From 1970 onwards, Surinamese and Surinamese-Dutch organizations in the Netherlands increasingly raised a voice against Dutch imperialism and colonialism in Suriname, while also demanding an independent Suriname. The solidarity meetings and protests that resulted from this occurred at a time when Suriname was no longer an official colony of the Netherlands. However, the Netherlands still continued to economically exploit Suriname after 1954, and discriminatory practices upheld the unequal distribution of power, thereby restraining opportunities for Surinamese people through all levels of society.
Image (c) Bijeenkomst van Surinamecomite onder motto “Suriname onaafhankelijk nu” in Brakkegrond, Amsterdam, overzicht. Fotocollectie Anefo: Bert Verhoeff, Amsterdam, 1 July 1971. Nationaal Archief, collection 2.24.01.05, item 924-6929.
On July 1, 1971, this photograph was taken of a meeting in Amsterdam, organized by multiple Surinamese and Surinamese-Dutch organizations. These solidarity meetings were becoming more common at the start of the 1970s, thereby showing an increase in organized discontent, condemnation, and demonstrations,. The situation and developments in Suriname were frequently discussed during such meetings, for instance by providing information on labor strikes that occurred. Perhaps more interesting from a transatlantic perspective, however, are the four protest signs that are hanging in the background, since these were all visible in the March to Freedom that took place in Amsterdam on December 11, 1971, still four years before Suriname would gain full independence.

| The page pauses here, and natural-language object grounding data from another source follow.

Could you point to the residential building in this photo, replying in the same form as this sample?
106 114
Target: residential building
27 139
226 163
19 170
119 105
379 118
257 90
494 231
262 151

Amsterdam March for Freedom
The March to Freedom was organized by thirteen Surinamese and Surinamese-Dutch organizations and its main purpose was to demonstrate that they repudiated the continuing economic exploitation under the ‘commonwealth’-relationship between the Netherlands and Suriname, while also reflecting back on three-hundred years of colonialism, imperialism, and slavery through handmade protest signs, posters, and placards. These protest signs mainly express a grave discontent with the suffocating presence of Dutch colonialism and economic exploitation in Suriname, thereby also focusing on the legitimacy of reparations because of this oppression.
An interesting recurring symbol that is characteristic of this March to Freedom can be seen above the panel members in the photograph. The raised fist reappeared on a lot of protest signs, sometimes red in association with anti-capitalist socialism, sometimes black in reference to black empowerment. Exactly this latter characteristic has a transatlantic connection, as the raised black fist became an iconic symbol during the civil rights movement and black power movement in the United States, especially because of the Black Panther Party.
Although it is uncertain where the raised black fist originates from, it is definitely true that it became a globally renowned symbol during the black power movement, especially due to the Black Panthers and their attempts to empower black people to create a more equal society. Another incentive for the rise of the prominent symbol is the Olympics of ’68, during which American athletes Tommie Smith and John Carlos raised their black gloved fists during their medal ceremony.
Both the Black Panther Party and the Surinamese and Surinamese-Dutch organizations around the March to Freedom strived against discrimination and for improved living conditions for minority groups, albeit with different approaches. As the Black Panther Party culminated during the 1960s and the March to Freedom was organized in the 1970s, it could well be possible that the raised fist that was frequently portrayed on protest signs in the March to Freedom can be connected transatlantically as a form of inspiration or influence that originated in the black power movement in the United States. This enhances the understanding of transatlantic relations, as this shows transatlantic ties that date back to a period as early as the 1970s.